Simon was the impetuous one
but Andrew was as steady as a boat on sand
When the Baptiser admitted      he wasn’t the man
he pointed out the Lamb of God
& Andrew was caught

He followed        & brought Simon
& some other local boys along too
What was I supposed to do?
I only had a fishing life
& he had much more to offer      than I’d got

I only wish it had been when I was young
that Messiah came      not leaving me to fish
& grow old       with the same ache in my bones
my two sons following the unknown
leaving me with naught

Baptism

A pane breaks into water as we enter death
and burial to imitate Christ. Faith is measured

this way, by one’s willingness to submit
to what one cannot comprehend. We rise up

as new creatures, but in what sense have we
shifted? In those seconds under water’s

smooth door, do our bodies lap over
this world’s edge to the next?
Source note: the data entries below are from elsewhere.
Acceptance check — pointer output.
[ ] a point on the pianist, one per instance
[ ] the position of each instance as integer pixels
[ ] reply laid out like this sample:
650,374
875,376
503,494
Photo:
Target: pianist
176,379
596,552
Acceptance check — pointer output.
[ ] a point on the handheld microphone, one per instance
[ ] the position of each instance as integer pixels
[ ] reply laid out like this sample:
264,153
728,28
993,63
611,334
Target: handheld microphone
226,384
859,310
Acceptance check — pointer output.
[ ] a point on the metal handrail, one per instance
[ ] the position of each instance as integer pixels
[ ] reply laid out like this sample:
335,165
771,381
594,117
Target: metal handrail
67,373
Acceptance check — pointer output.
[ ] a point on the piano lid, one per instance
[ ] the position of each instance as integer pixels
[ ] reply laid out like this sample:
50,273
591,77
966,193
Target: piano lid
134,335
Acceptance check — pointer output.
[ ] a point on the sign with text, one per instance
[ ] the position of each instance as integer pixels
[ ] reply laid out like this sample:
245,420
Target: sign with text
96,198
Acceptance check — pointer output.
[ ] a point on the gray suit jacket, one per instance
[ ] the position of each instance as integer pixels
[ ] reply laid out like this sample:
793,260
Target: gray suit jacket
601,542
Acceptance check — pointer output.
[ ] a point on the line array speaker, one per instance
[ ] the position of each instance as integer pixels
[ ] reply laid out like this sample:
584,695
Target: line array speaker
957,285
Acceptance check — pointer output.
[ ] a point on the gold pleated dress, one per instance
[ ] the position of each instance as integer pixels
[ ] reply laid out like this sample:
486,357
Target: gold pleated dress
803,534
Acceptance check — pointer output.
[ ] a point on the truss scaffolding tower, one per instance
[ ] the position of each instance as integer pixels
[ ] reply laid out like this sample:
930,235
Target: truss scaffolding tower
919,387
Do the angels

who see us rejoice
to bear witness before we rise up, closing

the door between us? Our lives’ balance
on the wing of what we give up, yet desire.

A bird imitates, but is said to have no
perception. Yet some believe it was a bird

who plunged the primordial sea,
bringing mud to the surface to form the earth

we’re made from; their wings opening in the shape
of a cross, our fondest dreams of flight.
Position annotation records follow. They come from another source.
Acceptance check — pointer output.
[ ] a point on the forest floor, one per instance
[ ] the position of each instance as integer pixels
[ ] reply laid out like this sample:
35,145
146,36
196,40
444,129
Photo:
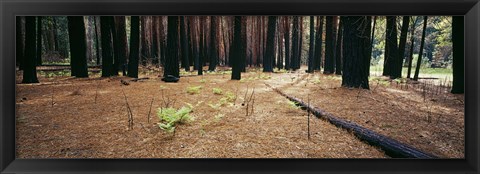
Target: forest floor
65,117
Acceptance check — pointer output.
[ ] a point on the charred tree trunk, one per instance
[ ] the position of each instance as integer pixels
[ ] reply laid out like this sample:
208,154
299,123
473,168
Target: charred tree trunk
107,54
237,49
29,68
338,49
392,58
19,42
184,44
420,54
213,44
329,46
311,62
412,41
171,60
134,47
270,53
318,44
356,52
121,42
286,35
39,41
458,54
78,46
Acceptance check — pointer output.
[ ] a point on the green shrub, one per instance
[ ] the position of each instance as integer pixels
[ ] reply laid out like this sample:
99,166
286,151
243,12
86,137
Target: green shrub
194,89
217,91
170,117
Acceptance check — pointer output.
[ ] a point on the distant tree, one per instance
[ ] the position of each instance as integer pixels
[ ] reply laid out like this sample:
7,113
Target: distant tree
237,48
19,42
107,48
338,49
29,69
39,41
270,52
78,46
319,43
286,36
412,44
121,51
311,50
391,61
134,47
171,59
458,83
295,44
184,44
356,51
329,46
213,44
419,60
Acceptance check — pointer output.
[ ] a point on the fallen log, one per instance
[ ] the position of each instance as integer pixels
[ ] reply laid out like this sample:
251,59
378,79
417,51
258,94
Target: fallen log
392,148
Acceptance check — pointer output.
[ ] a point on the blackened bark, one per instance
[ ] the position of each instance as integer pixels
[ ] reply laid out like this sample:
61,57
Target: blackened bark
78,46
19,42
270,52
39,41
329,46
420,54
121,43
295,44
356,52
184,44
107,54
412,41
458,54
213,44
338,49
29,69
171,60
318,44
286,35
311,51
237,48
134,47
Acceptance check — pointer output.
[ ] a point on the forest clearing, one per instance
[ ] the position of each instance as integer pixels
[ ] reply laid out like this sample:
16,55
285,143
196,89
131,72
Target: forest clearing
76,126
240,87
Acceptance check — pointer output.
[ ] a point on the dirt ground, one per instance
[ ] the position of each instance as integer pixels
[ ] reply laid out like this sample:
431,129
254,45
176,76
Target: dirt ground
65,117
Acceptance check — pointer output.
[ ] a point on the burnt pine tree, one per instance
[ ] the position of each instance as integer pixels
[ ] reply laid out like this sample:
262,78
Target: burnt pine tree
213,44
356,51
39,41
29,69
458,54
403,40
390,67
412,41
270,52
184,44
121,43
78,46
107,54
295,44
171,59
286,35
338,49
134,47
329,46
311,50
319,43
237,48
420,54
19,42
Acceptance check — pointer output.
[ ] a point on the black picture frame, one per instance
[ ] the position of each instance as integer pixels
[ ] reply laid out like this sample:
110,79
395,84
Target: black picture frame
9,9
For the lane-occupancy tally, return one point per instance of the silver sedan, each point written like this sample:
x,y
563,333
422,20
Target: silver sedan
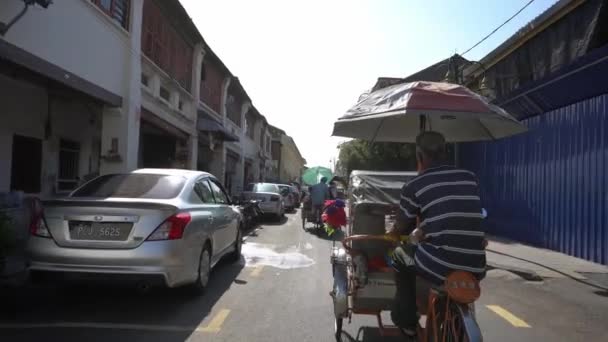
x,y
158,225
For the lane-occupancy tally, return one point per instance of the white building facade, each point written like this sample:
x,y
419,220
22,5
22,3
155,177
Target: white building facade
x,y
93,87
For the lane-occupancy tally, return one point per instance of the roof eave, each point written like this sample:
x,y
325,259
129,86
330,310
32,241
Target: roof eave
x,y
529,31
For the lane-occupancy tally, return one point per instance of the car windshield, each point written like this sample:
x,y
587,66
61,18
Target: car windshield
x,y
147,186
263,187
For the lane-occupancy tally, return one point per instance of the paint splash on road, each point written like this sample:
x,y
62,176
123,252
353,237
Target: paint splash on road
x,y
258,254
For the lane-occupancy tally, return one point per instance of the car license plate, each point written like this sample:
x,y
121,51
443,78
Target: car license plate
x,y
106,231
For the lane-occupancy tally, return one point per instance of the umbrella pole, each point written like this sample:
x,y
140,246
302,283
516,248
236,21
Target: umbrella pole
x,y
422,123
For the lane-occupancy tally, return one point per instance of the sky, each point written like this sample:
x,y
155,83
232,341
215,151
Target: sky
x,y
304,63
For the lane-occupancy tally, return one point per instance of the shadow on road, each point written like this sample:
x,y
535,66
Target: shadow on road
x,y
87,304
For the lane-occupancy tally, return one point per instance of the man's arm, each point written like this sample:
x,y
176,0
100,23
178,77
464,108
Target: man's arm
x,y
408,211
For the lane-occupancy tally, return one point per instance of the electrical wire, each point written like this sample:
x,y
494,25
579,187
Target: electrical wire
x,y
499,27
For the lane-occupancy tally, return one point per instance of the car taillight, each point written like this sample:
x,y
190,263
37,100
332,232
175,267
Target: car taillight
x,y
172,228
38,225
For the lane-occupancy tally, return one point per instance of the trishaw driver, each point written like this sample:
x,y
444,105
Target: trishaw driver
x,y
319,193
446,201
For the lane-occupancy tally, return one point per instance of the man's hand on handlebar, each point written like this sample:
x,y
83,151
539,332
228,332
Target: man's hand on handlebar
x,y
416,235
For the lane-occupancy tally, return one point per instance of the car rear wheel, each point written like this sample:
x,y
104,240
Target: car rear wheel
x,y
204,271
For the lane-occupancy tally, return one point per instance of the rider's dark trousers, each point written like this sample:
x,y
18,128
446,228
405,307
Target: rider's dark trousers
x,y
404,313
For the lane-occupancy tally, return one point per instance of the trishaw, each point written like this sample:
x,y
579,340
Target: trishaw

The traveler ponders some rumors that have reached his ears

He’s heard stories of amber, of winter storms that deposit
yellow knurls and knuckles the length of the long beach
that runs north to Palanga, of roads jammed even in winter
on a fair Sunday with beachcombers eager for treasure.
He’s not found that road yet, shy or distracted or put off
by some vague sense that the old powers should be
cautiously approached. He’s read that the Christians found
this land hard to enter, the people stubborn, claiming
to be happy with the gods they knew. That’s been centuries.
Still the borders mean something. Still the news is bloody
and not so far away. The traveler read in the U.S. news
that there’s new word form Vilnius: if the Russians come,
stay calm. Show up for work. Hug your children. The traveler
has noticed nothing scary, but he knows he’s wearing
a snug cocoon of ignorance. Anyway another source insisted
that the message was mostly about storms, fire, earthquakes,
the Russians only one of many perils that need forethought
but not fear. He doesn’t know whether the bundled souls
he passes on his night walks are brooding on blood, or thinking
only of their doors and dinner and a drink, or wondering
how much amber the last storm of winter washed up
on the beach, how much waits half-buried to give itself
to any walker, golden as cool fragments of a lost sun.